The sports nutrition market is generally the supplement industry’s first adopter and first mover of cutting-edge products. This history bodes especially well today for the entire industry. Sports nutrition, once a smaller niche market of elite athletes and sports teams, is now the fastest growing and leading supplement market due to the entry of active mainstream consumers seeking healthy living and fitness trends driven by Millennials and Gen Xers as well as seniors bent on maintaining mobility and independence.
Now relabeled the “sports nutrition/active nutrition” market—with emphasis on the slash!—the category is embracing a wider array of supplement ingredients that benefit and lengthen physical strength, endurance and dexterity. Dosage delivery forms are now a critical part of chemistry for creating inventive products forward-looking consumers will buy. Innovative delivery forms can meet a unique subset of consumer requirements ranging from convenience to consumption pleasure to preservation and/or enhancement of ingredient effectiveness.
Sports nutrition sales revenue rose from US$7.3 billion in 2011 to $13.6 billion in 2017, and is expected to continue growing at a fast rate (7.9 percent compound annual growth rate [CAGR] from 2016 to 2021), according to Euromonitor International. The United States has represented 60 percent of the value over the past decade.
The market’s new crowd wants supplements that will help them gain more energy and endurance, lose more weight, feel better, perform better, recover better and relieve muscle soreness. They look for products to support joints, bones and the cardiovascular system. They also want to build and maintain muscle.
While sports powders, drinks and bars are the most popular delivery forms for protein—which comprise the bulk of sales in sports nutrition—other delivery forms for a wide range of supplements are continuing to fuel demand.

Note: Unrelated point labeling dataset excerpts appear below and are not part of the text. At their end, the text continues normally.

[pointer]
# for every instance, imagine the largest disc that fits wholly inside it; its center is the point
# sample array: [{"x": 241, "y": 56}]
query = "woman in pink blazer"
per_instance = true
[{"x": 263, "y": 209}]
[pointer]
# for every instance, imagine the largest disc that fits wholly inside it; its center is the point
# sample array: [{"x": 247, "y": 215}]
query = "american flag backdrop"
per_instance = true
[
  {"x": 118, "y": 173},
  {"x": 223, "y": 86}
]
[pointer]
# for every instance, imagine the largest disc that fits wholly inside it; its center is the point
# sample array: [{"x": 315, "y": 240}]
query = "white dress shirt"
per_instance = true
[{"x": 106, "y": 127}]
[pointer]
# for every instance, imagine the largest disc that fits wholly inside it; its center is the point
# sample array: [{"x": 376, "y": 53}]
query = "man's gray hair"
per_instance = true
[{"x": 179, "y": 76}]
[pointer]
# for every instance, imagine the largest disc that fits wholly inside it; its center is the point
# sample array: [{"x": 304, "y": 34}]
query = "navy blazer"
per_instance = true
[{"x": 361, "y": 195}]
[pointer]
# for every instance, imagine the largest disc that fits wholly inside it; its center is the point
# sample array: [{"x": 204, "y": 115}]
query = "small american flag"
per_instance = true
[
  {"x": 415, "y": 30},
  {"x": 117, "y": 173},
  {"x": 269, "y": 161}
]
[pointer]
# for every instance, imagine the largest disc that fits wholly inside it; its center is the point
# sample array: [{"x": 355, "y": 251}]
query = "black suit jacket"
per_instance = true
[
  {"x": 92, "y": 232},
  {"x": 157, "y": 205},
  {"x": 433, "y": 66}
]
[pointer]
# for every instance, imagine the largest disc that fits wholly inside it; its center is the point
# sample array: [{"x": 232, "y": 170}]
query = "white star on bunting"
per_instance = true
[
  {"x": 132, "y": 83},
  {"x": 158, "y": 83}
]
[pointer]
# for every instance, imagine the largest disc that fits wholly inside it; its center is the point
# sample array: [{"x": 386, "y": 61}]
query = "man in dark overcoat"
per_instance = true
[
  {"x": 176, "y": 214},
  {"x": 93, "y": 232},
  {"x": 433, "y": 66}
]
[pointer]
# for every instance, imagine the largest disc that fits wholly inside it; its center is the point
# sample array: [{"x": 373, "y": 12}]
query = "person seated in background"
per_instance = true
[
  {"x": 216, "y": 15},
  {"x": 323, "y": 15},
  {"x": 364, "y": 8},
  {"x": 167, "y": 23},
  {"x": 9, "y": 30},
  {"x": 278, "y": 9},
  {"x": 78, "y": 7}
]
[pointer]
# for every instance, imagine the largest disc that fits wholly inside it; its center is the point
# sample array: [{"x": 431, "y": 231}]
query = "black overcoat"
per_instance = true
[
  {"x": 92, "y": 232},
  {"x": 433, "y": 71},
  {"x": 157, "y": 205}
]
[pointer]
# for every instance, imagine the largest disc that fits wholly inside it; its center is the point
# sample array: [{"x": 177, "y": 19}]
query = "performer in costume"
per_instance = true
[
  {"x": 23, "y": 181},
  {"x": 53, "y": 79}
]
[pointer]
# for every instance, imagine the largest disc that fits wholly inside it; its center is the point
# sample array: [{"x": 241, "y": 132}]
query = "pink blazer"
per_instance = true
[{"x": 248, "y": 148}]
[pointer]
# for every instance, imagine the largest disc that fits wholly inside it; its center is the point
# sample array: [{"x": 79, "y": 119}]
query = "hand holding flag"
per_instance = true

According to the National Marketing Institute’s (NMI) 2018 Supplements, Over-the-Counter, and RX Database (SORD) study (data collected in 2017), capsules are not only the top delivery form for the population (41 percent), but also for the sports nutrition supplement crowd—beating out tablets (second), softgels (third) and other novelty delivery systems.
Versatility is the core appeal of the capsule as a delivery form. Not only can it meet clean label claims, but it can be neater (no messy packages from sport bars), more convenient (slides right into purses, bags and pockets) and easier to consume (no mixing and stirring of powders).
A variety of innovative hard-capsule technologies also can meet delivery challenges of sports nutrition ingredients. These technologies can bolster stability, bioavailability, and targeted and/or timed release—all beneficial to promoting the effectiveness of a supplement ingredient. Some can also mask odors and bitter tastes, which can support compliance of a supplement regimen.